HackUMass hosts third annual hackathon
‘Hack UMass is not just about building a hack, it’s an experience with a bunch of different people from different backgrounds’
From the night of Friday, October 23 to Sunday, October 25, students with a knack for a hack came together and make their ideas a reality through the use of hardware and software at the HackUMass Hackathon.
This was the third consecutive hackathon at the beautifully modern and Wi-Fi rich Integrated Learning Center.
When I first heard about the Hackathon, I thought that all students involved were just hacking into the Umass’s system somehow. But after speaking to participants, I came to learn that hacking doesn’t always mean breaking into a computer or phone.
It can mean building something original in a very short amount of time. There are hardware hacks, which is building something hands on using forms of technology such as Arduinos (those mini computer chips with what seems like thousands of switches and little pieces) and then there are software hacks that include building by means of using computer systems such as Microsoft or Google.

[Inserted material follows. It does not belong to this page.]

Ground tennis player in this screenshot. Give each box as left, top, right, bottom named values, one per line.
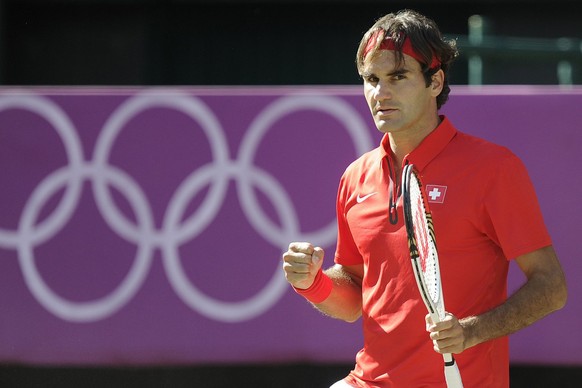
left=282, top=9, right=567, bottom=387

Throughout the duration of this sleep deprived weekend, students worked in groups of four to create their own new and novel innovative forms of technology while utilizing resources provided by such companies as Microsoft, Google, and Fit-Bit.

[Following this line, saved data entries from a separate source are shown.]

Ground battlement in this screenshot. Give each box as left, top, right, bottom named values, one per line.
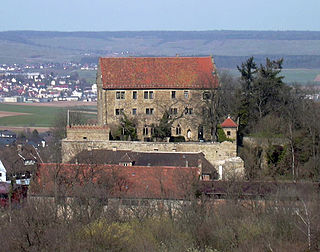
left=66, top=124, right=110, bottom=141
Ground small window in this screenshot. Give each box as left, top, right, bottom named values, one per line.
left=203, top=91, right=211, bottom=100
left=170, top=108, right=178, bottom=115
left=184, top=91, right=189, bottom=98
left=83, top=137, right=87, bottom=140
left=185, top=107, right=193, bottom=115
left=171, top=91, right=176, bottom=99
left=132, top=108, right=137, bottom=115
left=115, top=108, right=124, bottom=115
left=176, top=125, right=182, bottom=135
left=143, top=126, right=149, bottom=135
left=146, top=108, right=154, bottom=115
left=116, top=91, right=125, bottom=99
left=227, top=131, right=231, bottom=136
left=132, top=91, right=137, bottom=99
left=144, top=91, right=154, bottom=99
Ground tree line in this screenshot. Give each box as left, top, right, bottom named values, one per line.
left=217, top=57, right=320, bottom=181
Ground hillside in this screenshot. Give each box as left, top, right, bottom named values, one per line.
left=1, top=30, right=320, bottom=68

“It’s a lot of learning on the spot,” one of the participants said.
Some participants learned how to code specific programs for the first time during the hackathon. They were able to work hands-on with Arduinos and new technologies such as the Fit-Bit.
In addition to creating, students were encouraged to attend “tech-talks” held throughout the night by industry specialists.
“A hackathon is to foster growth. Providing resources creates a unique environment and you work on something new you’ve never worked on before while meeting a lot of new people,” stated Jun-Goo, a hackathan participant.
Some students had attended thirteen previous hackathons, while others were attending for the first time. Hacks ranged from a “Yo-Mama Joke Generator” to a “puppy” made from a Roomba vacuum cleaner and a muscle sensor band around the creator’s forearm.
At 1pm on Sunday, students who wished to present their hacks were judged based on criteria such as originality and their creation’s ability to function. Eligibility to win an award was based upon score and material used.
During this relatively short period of time, students finally had a chance to piece together their ideas into a functional and innovative form of technology by use of tangible products.
An incredible amount of dedication was shown, to work for just under 36 hours straight on something you are aren’t even sure will work.
To the participants, it wasn’t a sacrifice at all, but a privilege.